Still, even if Volchenkov gets double that, it’s not going to help Marchand heal any faster from what looked to be a concussion. And it won’t help the Bruins as they vie for the Northeast Division crown against the Canadiens before beginning what they hope to be a long playoff run. Without Marchand, that already-difficult task becomes exponentially harder.
And really, even if Volchenkov is suspended for the final eight games of New Jersey’s season (almost guaranteed not to happen, but play along), how badly will he be missed?
Consider that Marchand has scored 16 goals in 38 games this year. Volchenkov has scored 19 goals in his 590-game NHL career.
There’s no way that any suspension on Volchenkov can really make things right for Boston, but it’s the fact that the hit even happened — that Volchenkov thought it’d be an OK idea to throw his elbow directly into an opponent’s head — that is the problem. It’s what you get when there’s no deterrent.
Things aren’t quite as bad as they were during the Campbell era, but when a guy’s lying face down on the ice and grabbing his head after a hit that did not have to happen, what’s the difference?
After the Volchenkov hit, many Bruins fans were rightfully upset, but all of their anger wasn’t directed at Volchenkov. Rather, many passionate tweets were fired off, upset with the Bruins’ lack of “response.” Whether that “response” meant jumping Volchenkov and getting a two-minute minor, five-minute major and 10-minute misconduct, or whether it meant sending Shawn Thornton over the boards on the next shift to meaninglessly punch someone in a red jersey who did nothing wrong, or whether it meant taking an eye-for-an-eye mentality and injuring a Devils player, I don’t know.
What I do know is that the anger was misdirected. The reason to be angry is that Volchenkov had little reason to believe he should not elbow Marchand in the head. And no matter what they did, the Bruins were going to come out on the short end of that situation.

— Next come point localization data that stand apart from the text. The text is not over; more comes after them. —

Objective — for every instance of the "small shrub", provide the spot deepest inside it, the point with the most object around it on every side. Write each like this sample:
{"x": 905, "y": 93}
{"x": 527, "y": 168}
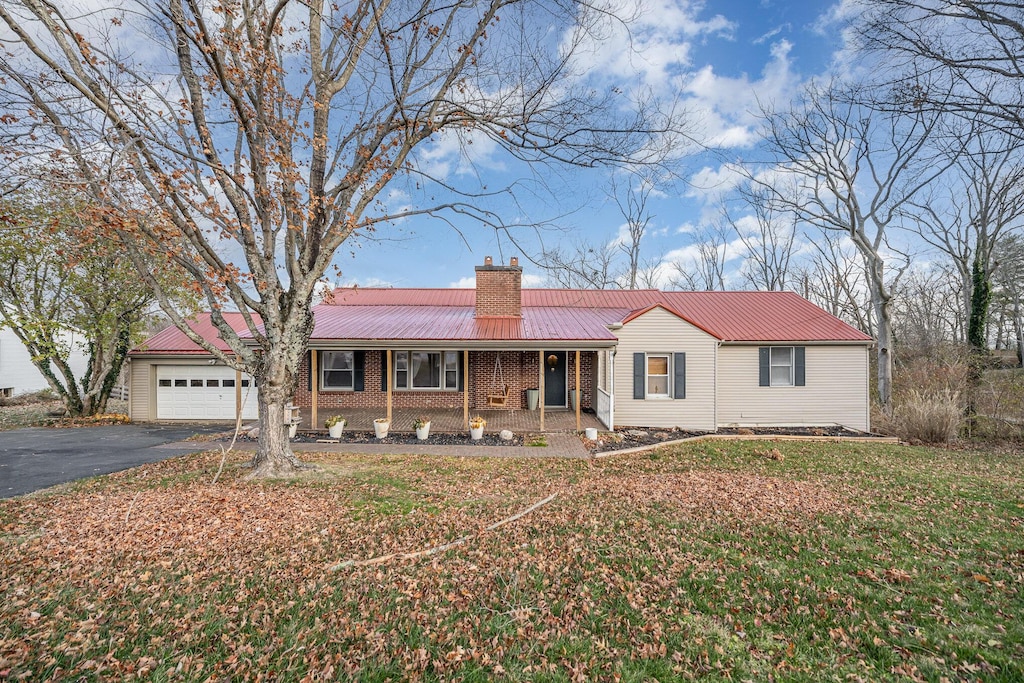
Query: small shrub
{"x": 928, "y": 418}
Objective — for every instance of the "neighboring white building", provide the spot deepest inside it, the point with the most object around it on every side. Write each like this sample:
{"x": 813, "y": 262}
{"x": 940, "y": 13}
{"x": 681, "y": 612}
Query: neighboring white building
{"x": 18, "y": 376}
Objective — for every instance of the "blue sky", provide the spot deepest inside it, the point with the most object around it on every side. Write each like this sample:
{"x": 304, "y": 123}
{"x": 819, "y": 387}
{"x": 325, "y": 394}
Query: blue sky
{"x": 724, "y": 56}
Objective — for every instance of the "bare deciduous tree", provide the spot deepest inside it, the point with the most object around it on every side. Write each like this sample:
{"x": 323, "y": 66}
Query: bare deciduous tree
{"x": 834, "y": 279}
{"x": 857, "y": 167}
{"x": 705, "y": 269}
{"x": 974, "y": 47}
{"x": 265, "y": 133}
{"x": 768, "y": 235}
{"x": 966, "y": 215}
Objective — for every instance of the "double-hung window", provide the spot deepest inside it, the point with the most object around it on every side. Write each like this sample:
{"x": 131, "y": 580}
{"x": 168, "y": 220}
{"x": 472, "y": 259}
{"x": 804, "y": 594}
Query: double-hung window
{"x": 337, "y": 371}
{"x": 657, "y": 376}
{"x": 426, "y": 370}
{"x": 781, "y": 366}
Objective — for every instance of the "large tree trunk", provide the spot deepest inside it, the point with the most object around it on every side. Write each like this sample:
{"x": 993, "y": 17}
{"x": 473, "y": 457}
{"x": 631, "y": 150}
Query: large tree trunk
{"x": 275, "y": 375}
{"x": 273, "y": 455}
{"x": 882, "y": 305}
{"x": 884, "y": 334}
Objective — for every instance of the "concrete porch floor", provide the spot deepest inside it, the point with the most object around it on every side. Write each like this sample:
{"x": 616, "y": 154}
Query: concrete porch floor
{"x": 451, "y": 420}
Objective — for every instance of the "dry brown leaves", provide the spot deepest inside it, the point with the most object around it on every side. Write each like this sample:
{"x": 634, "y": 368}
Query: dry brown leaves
{"x": 158, "y": 554}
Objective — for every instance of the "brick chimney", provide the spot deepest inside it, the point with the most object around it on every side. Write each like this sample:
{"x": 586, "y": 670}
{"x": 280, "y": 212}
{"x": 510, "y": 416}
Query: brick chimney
{"x": 499, "y": 289}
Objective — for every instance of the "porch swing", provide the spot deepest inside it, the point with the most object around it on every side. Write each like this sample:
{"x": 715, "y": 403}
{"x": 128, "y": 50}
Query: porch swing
{"x": 499, "y": 399}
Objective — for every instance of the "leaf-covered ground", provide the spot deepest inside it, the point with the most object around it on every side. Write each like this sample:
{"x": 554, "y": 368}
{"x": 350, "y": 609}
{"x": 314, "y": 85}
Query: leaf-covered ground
{"x": 733, "y": 561}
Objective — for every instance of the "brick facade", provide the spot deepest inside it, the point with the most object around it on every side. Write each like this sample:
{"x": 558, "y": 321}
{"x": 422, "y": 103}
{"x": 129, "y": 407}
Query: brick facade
{"x": 499, "y": 290}
{"x": 519, "y": 371}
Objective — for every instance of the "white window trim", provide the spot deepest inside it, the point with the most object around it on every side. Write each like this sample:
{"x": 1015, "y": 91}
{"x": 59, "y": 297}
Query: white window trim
{"x": 668, "y": 377}
{"x": 792, "y": 366}
{"x": 322, "y": 369}
{"x": 409, "y": 371}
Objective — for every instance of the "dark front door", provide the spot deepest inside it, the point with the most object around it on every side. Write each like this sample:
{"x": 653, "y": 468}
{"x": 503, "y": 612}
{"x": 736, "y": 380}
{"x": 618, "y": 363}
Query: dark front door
{"x": 554, "y": 379}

Just ask Marchand.
The biggest problem when Campbell was in charge and had no clue how to manage league discipline was that players were left to be the sole distributors of “justice.” That type of system doesn’t usually lead to a Todd Bertuzzi-Steve Moore incident, but it does combine all the ingredients that led to that awful incident from 2004, throws it together into a 200-by-85-foot glass-encased sheet of ice and says, “Hey, let’s see what happens.”
Shanahan, who no longer even appears or talks in his suspension videos and instead tweets out links to puff pieces about the great work he does, is letting the league slip much closer to those days than the brief period of the Shanahammer last year.
His job is simple: Let players know, without any shreds of doubt, what is not tolerated on the ice. Cross the line, and you get punished — much more than a two-game slap on the wrist.
Until Shanahan actually starts doing that, elbows like Volchenkov will continue to fly, and players like Marchand will remain in the quiet room.
Update: Volchenkov was suspended four games by the NHL.